Can Bottled Water be Bad for Your Teeth?
Water is life – this is a cliché description of water. It is believed that drinking enough water – at least 8 glasses a day – promotes good health and vitality. Thus, drinking a lot of water is always promoted. There are a lot of known advantages of drinking water – increases energy & relieves fatigue; promotes weight loss; 3. Flushes out toxins; improves skin complexion; maintains regularity; boosts immune system; natural headache remedy; prevents cramps & sprains; and puts you in a good mood – When the body is functioning at its best, you will feel great and be happy thus, with the technology today, innovations involving water rose. Right now, from well and tap waters came the mineral water, alkaline water, and even kangen water. These kinds of water are more likely processed and are packaged in bottles.
Moreover, a lot of people are embracing a healthy lifestyle and believing that bottled water should be a part of their diet. Drinking a good amount of bottled water is often encouraged by doctors and dieticians alike, since staying hydrated is an important component of being healthy. Furthermore, bottled water is often marketed as being better for you as it seems like a healthier choice in beverages when compared to other sugary drinks, but it may be doing your teeth a disservice. Your bottled water could be missing some elements that promote oral health. In addition, most bottled water does not contain fluoride. Yet, drinking from a bottle instead of the tap is becoming more popular since it’s healthier to drink bottled water instead of sodas. Hence, the use of bottled water has doubled in the past decade.

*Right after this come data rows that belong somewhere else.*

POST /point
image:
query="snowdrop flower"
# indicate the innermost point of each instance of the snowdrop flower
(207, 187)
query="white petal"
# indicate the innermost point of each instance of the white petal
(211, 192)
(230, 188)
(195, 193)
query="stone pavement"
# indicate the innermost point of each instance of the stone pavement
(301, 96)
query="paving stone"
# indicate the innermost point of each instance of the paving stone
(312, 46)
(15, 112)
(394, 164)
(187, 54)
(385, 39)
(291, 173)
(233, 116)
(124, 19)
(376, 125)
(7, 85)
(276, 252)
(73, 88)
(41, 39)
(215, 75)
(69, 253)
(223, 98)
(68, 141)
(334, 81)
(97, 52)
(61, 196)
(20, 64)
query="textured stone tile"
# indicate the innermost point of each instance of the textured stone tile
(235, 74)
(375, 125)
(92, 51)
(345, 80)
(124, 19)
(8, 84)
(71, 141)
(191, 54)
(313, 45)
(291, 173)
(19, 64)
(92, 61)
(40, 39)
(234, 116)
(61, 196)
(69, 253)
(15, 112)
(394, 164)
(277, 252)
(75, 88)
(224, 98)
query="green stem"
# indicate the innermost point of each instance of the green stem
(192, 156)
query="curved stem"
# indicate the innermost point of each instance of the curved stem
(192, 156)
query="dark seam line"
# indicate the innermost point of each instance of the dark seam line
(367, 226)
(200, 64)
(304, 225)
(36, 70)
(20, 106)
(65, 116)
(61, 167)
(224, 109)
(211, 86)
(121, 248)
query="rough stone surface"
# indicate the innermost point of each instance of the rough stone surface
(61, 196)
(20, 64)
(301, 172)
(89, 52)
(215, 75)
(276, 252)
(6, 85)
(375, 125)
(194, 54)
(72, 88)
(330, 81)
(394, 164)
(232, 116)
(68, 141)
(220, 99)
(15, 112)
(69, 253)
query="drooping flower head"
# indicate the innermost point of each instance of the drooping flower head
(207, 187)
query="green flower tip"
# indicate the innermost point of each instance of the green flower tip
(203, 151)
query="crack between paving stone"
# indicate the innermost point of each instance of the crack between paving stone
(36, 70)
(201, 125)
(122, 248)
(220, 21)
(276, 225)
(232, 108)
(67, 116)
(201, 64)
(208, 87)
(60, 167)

As more consumers sip bottled water, fewer of them ingest enough fluoride to prevent cavities. If bottled water is your main source of drinking water, you could be missing the decay-preventive benefits of fluoride; a big reason why dentists are finding more cavities in younger children. Fluoride in water helps prevent tooth decay by 20 to 40 percent. Water without fluoride has the biggest impact on children under the age of eight. These are the ages in which their teeth are still growing. After your teeth have grown, dentists say it is fine to drink bottled water. Just be sure to get fluoride in your system with fluoride toothpastes or rinses.
To help, the following are tips to get fluoride.
● Consume commercially prepared foods and beverages that are fluoride-fortified. You may check the label of the item you are buying.
● Fluoridated toothpaste and/or professionally-applied gels or varnishes. These products can help strengthen teeth by hardening the outer enamel surface. This helps the teeth generate and replenish the lost enamel of the teeth.
●Take in dietary fluoride supplements (tablets, drops or lozenges). Supplements are available only by prescription and are intended for children ages six months to 16 years living in areas without fluoridated water in their community.
However, how can water with fluoride work? Fluoride battles dental cavities by strengthening tooth enamel of the teeth damaged by acid. Unfortunately, the majority of bottled waters contain little or no fluoride. In fact, fluoride may even be removed from water during the filtration process. Furthermore, how can bottled water be bad for your teeth? There are no studies completed to prove whether bottled waters contribute to dental cavities, it may be too early to tell how drinking bottled water affects your teeth. But, a lot, especially dentists believe that bottled water already went through thorough filtration processes, it already lost its fluoride content thus, believed to be not helping in replenishing the lost enamel of the teeth. It is thought that people who drink a lot of water in bottle and are the ones who do not use fluoride-full toothpastes or gels will eventually have weak teeth because of the loss of fluoride intake. That is the reason as well that a lot of companies have advertised their products to be filled with fluoride.
The next time you buy a bottle of water or use a filtration system, think about your teeth, too. Fluoride helps prevent cavities, and since dental health is linked to overall health, you’ll want to take the right steps to keep your mouth in great shape. Talk to your dentist about the benefits of fluoride, and include dental care in your plans for a healthy lifestyle. After all, you’ve worked hard for that body — why not have a great set of teeth to go with it?